| HN Mirror

Y	Hacker News new \| ask \| show \| jobs


	by RamblingCTO 105 days ago
	Doesn't work for pages protected by cloudflare in my experience. What a shame, they could've produced the problem and sold the solution.

8 comments

paxys 105 days ago

That’s what they are doing. This is a textbook protection racket.

“Buy Cloudflare bot protection, otherwise it would be a shame if your site got scraped and ddos’d.”

Who is doing the scraping and ddosing? Cloudflare.

link

tracker1 105 days ago

In this case, sure... that said, I've worked on a few sites where more than half the traffic was bots because the content was useful for other sites (classic car classifieds/sales site). The fact that just over half the page requests were actually search query results is what meant a lot of optimization steps in practice... Implementing a "search" database (mongodb and elastic were pretty new at the time), denormalizing a lot of the data structures on the "enterprise" SQL structures for search and display for not logged in users, etc. Heavier caching, donut caching, etc.

It was an interesting and sometimes fun part of my career. Working on a site/application that isn't necessarily a tech site, and that I have a personal interest in was pretty great... some of the pace for sales/commercial features less so, with sales making deals requiring deep integrations on impossible timelines. You learn a lot when a self-hosted site is being kicked while it's down... The cloud migration to get a better use of flexible resources, etc.

link

kentonv 105 days ago

You can trivially block Cloudflare crawl via robots.txt. You don't need to buy Cloudflare's bot protection -- this is not a malicious bot.

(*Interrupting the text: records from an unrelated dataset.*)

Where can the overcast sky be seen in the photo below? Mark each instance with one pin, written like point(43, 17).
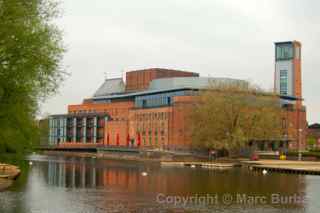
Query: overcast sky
point(217, 38)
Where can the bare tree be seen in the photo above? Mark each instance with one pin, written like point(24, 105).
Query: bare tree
point(231, 115)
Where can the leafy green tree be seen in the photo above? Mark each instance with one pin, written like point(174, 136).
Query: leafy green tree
point(30, 54)
point(229, 116)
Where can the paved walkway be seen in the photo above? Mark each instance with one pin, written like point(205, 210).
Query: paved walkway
point(285, 164)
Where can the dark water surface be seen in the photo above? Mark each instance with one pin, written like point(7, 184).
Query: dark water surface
point(71, 184)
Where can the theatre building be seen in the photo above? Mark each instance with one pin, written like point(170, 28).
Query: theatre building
point(149, 110)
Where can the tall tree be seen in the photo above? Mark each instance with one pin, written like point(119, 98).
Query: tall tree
point(30, 53)
point(228, 116)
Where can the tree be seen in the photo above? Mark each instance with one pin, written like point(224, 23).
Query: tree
point(229, 116)
point(30, 53)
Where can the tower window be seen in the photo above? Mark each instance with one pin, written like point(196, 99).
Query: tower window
point(284, 52)
point(283, 82)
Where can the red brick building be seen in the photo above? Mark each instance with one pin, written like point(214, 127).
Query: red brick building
point(314, 134)
point(150, 109)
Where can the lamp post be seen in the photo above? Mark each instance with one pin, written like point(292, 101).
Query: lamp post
point(299, 145)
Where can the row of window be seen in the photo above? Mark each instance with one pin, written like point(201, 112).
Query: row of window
point(152, 116)
point(283, 82)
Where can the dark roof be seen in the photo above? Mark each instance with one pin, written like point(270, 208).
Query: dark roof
point(314, 126)
point(110, 86)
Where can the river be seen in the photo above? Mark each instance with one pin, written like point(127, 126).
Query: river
point(72, 184)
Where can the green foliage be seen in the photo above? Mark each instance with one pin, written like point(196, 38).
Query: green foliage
point(229, 116)
point(30, 55)
point(311, 141)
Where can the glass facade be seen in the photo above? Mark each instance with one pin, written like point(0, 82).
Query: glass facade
point(157, 100)
point(283, 82)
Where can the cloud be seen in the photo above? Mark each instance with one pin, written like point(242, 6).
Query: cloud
point(213, 37)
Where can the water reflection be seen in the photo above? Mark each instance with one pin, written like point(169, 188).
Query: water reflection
point(70, 184)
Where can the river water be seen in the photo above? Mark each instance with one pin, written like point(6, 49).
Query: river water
point(72, 184)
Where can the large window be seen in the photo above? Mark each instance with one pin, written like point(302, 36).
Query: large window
point(283, 82)
point(284, 52)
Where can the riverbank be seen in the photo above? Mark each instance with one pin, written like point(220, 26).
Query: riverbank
point(153, 156)
point(285, 166)
point(8, 173)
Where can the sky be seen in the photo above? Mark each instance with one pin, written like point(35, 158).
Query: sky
point(216, 38)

https://x.com/CloudflareDev/status/2031745285517455615

(Disclosure: I work for Cloudflare but not on this product. I get pretty tired of the conspiracy theories TBH.)

link

tyingq 105 days ago

That's too funny. If true, really looking forward to the Cloudflare response here. I'm unsure how you would spin that in a way that didn't seem self-serving.

link

morpheuskafka 105 days ago

It's very clearly disclosed in the linked docs already, it says that Cloudflare Bot Protection will block it same as all other bots, unless you choose to allow it as an exception. If they didn't do it that way, people would accuse them of either bypassing their own product (possibly anticompetitive) or just having a low quality one.

link

tyingq 105 days ago

So it doesn't take any action to work around other bot protections? Feels like that would be on the list of features an AI company wanting to scrape would ask for.

link

kentonv 105 days ago

No, it does not take any action to work around other bot protections.

https://x.com/CloudflareDev/status/2031745285517455615

(Disclosure: I work for Cloudflare but not on this product.)

link

kentonv 105 days ago

Cloudflare crawl respects robots.txt. It does not attempt to bypass any anti-crawling measures. If the site doesn't want to be crawled -- whether it uses Cloudflare or not -- this product will not help you crawl it.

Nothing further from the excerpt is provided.